Pay to whom? For what? And so on. It’s simply the disintegration of the God which guarantees the meaning of our lives. And that’s the meaning of that famous phrase:
Father, why have you forsaken me? Just before Christ’s death, we get what in psychoanalytic terms we call subjective destitution.
Stepping out totally of the domain of symbolic identification, cancelling or suspending the entire field of symbolic authority, the entire field of the Big Other. Of course, we cannot know what God wants from us because there is no God.
This is the Jesus Christ who says, among other things, I bring not peace. If you don’t hate your father, your mother, you are not my follower. Of course this does not mean that you should actively hate or kill your parents. I think that family relations stand here for hierarchic social relations.
The message of Christ is I’m dying but my death itself is good news. It means you are alone, left to your freedom, be in the Holy Ghost, Holy Spirit, which is just the community of believers.

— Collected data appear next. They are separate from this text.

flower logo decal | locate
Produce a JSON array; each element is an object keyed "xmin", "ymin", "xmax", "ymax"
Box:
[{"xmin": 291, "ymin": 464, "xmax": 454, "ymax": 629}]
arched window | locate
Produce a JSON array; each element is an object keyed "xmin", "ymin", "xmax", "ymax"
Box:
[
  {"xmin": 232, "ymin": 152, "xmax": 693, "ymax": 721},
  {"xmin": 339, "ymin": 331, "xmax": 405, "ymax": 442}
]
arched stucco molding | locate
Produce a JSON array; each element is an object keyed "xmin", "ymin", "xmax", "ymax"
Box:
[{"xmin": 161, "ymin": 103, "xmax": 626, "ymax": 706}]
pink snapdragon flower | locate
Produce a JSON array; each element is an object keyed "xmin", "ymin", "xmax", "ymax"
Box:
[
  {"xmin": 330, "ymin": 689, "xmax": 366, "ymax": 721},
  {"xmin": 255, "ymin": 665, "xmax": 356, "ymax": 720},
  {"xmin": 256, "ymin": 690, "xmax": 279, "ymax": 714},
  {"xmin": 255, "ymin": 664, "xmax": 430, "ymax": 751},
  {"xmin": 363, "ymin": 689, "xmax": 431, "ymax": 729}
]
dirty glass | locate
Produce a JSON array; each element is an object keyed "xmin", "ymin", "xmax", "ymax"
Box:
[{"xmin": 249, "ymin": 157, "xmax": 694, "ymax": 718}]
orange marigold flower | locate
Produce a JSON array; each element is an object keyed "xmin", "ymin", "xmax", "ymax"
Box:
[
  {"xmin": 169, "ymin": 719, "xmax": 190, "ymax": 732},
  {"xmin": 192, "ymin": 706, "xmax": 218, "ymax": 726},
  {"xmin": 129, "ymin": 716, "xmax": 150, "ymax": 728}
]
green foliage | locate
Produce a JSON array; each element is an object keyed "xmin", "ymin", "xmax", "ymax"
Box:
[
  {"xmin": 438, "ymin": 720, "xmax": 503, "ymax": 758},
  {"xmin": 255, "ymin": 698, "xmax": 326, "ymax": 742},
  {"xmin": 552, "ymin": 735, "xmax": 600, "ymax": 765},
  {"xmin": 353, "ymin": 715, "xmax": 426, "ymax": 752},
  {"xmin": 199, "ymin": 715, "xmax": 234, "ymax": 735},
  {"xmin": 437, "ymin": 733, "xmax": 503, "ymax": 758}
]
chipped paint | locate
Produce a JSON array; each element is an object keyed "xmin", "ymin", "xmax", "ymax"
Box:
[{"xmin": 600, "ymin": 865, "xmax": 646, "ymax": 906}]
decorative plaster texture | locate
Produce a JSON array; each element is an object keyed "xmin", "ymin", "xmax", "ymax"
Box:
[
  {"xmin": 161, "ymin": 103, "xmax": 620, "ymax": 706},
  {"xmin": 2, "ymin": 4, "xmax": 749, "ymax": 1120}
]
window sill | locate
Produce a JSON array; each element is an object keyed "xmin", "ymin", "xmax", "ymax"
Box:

It’s wrong to think that the second coming will be that Christ as a figure will return somehow. Christ is already here when believers form an emancipatory collective. This is why I claim that the only way really to be an atheist is to go through Christianity. Christianity is much more atheist than the usual atheism which can claim there is no God and so on but none the less retains a certain trust into the Big Other, this Big Other can be called natural necessity, evolution or whatever.